Regardless of whether the corrupt political, cultural, or philosophical police want to write us a citation for holding the tension, we must do it anyway. Even those who are “on our side” on a particular issue can get scared when we concede that our “opponents” make a valid point or two. “That is not”, they shout, “the way to win this holy war!”. But what if it is? What if holding the tension between being humble while also being unyielding on truth and morality is the way to win the war? And by winning, I don’t necessarily mean convincing everyone that they’re wrong and we’re right (even when that might be our desire and prayer). No, to win in this war, we must first understand that our battle is not against flesh and blood (Eph. 6:10-18), and secondly, we must fight as Christians whose main objective every day is to glorify God (II Cor. 6:1-10; 10:1-5; I Cor. 10:31). Holding the tension between two good and right and true issues isn’t compromise, it is faithful Christian witness.

So, we must be examples in our speech, conduct, love, faith, and purity (I Tim. 4:12), standing uncompromisingly on God’s Word, carefully thinking and speaking while holding the tension between all things good, right, and true, no matter who disapproves. And when our culture is putting forth ideas like CRT (Critical Race Theory) as the answer to the social ills and injustices of our world, we can (and should) strongly reject it, while at the same time we should seek to communicate clearly and compassionately that we also strongly reject any and all forms of sinful partiality and ethnic hate. We must hold the tension of a gospel of grace for all kinds of sinners, seeking to love those who are the “younger brothers” in our eyes, while at the same time being unwilling to budge on Biblical truth and morality. We must resist the growing demand to affirm homosexuality and transgenderism as good, normal, or acceptable, and we must resist the urge to withdraw from or spew hatred toward those who fight for or even live as if homosexuality and transgenderism are good, normal, or acceptable.

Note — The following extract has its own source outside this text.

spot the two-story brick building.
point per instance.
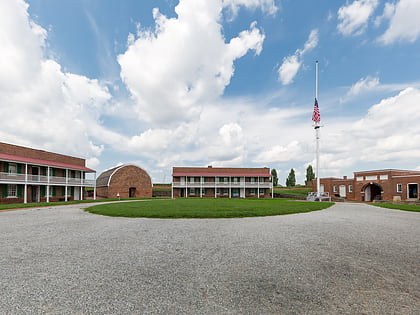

Husbands are called to be leaders in their homes and to be so selflessly sacrificial that they serve and nourish and cherish their wives as Christ does the Church. Wives are called to be submissive to their husbands and to be helpful to their husbands by giving him their prayerful and wise counsel. Christians in America must care about politics, voting for, speaking up for, and praying for the policies and politicians they believe are best and we must remember that our true and permanent citizenship is in Heaven, that God is sovereign over all things, and that the gospel is ultimately the only hope for this world. The examples of needing to hold the tension are nearly endless. But hopefully the point is clear: tension is necessary.

And even when our fellow brothers and sisters in Christ get scared that we are giving in because we don’t emphasize the same things or to the same degree as they do, we must be willing to hold the tension where God calls us to in His Word: love and truth, justice and compassion, righteousness and humility.

Holding the tension isn’t comfortable or easy, but it is necessary in order to be faithful witnesses for the glory of God.